In 2004, Rolling Stone, the magazine that had once all but accused him of murder, placed him on its list of the top one hundred artists of all time. He was about to enter his eighth decade, and he was still looking for a record deal. It was not that he believed he had anything left to prove, he says, or even that he longed for some new validation. It was not even the money, though he knew he had to work, had to earn. It was simpler than any of that: He truly did not know what else to be, other than a rock and roller, a country singer, a piano player, driving his band across the country and around the world, with one eye on the audience the whole time.

“I train my boys to follow me,” he says. “I build up a show.
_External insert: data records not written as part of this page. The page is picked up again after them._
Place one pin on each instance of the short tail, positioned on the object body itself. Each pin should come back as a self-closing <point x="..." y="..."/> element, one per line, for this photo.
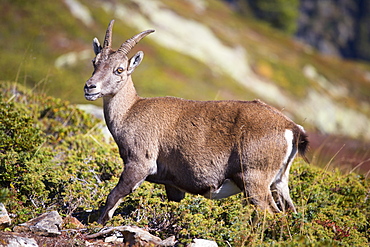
<point x="301" y="140"/>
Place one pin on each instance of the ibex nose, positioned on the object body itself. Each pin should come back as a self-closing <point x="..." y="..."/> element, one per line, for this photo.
<point x="89" y="86"/>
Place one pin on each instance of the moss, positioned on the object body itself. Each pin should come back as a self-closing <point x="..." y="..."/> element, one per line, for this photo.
<point x="55" y="158"/>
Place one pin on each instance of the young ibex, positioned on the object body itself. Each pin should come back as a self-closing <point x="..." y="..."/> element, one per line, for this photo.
<point x="211" y="148"/>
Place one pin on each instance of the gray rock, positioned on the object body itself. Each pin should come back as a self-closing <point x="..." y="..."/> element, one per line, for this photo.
<point x="11" y="239"/>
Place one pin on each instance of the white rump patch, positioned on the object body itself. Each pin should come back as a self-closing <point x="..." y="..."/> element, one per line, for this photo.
<point x="228" y="188"/>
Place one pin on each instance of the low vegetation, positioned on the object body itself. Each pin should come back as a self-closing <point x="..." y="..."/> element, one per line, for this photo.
<point x="53" y="156"/>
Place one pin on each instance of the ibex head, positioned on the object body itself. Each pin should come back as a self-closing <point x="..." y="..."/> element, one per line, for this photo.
<point x="112" y="68"/>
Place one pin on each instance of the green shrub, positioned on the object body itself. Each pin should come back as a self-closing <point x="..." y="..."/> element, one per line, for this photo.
<point x="54" y="157"/>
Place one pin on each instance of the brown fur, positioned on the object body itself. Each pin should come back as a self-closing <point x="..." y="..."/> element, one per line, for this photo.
<point x="191" y="146"/>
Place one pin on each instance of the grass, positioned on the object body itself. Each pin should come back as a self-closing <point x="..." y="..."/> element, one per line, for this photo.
<point x="66" y="165"/>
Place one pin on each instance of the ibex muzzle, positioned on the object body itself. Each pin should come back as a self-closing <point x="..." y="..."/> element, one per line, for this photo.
<point x="211" y="148"/>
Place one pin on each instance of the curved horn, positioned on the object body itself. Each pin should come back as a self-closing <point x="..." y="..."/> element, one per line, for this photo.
<point x="130" y="43"/>
<point x="108" y="35"/>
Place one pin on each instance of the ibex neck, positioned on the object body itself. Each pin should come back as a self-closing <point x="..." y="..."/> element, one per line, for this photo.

I build it up. And I pick my tempo up at certain times, like I want it. And it brings the crowd up.”

He takes his thumb and jacks it into the air, once, twice, three times.

“When I do that, it means pick up, or else. It means pick it up, or get off the stage.”

He knows he has slipped below that perfection, in the harshest times.

But it can be that way again. He knows it.

“I want that show to be right. And I want that song to be right, when I play it on the piano and sing it. And I want that band to back me up like they’re supposed to.”

He says all this, thinking back to that time, as he recovers from a litany of ailments that prevent him from standing still, or even sitting still, for more than a few minutes at a time.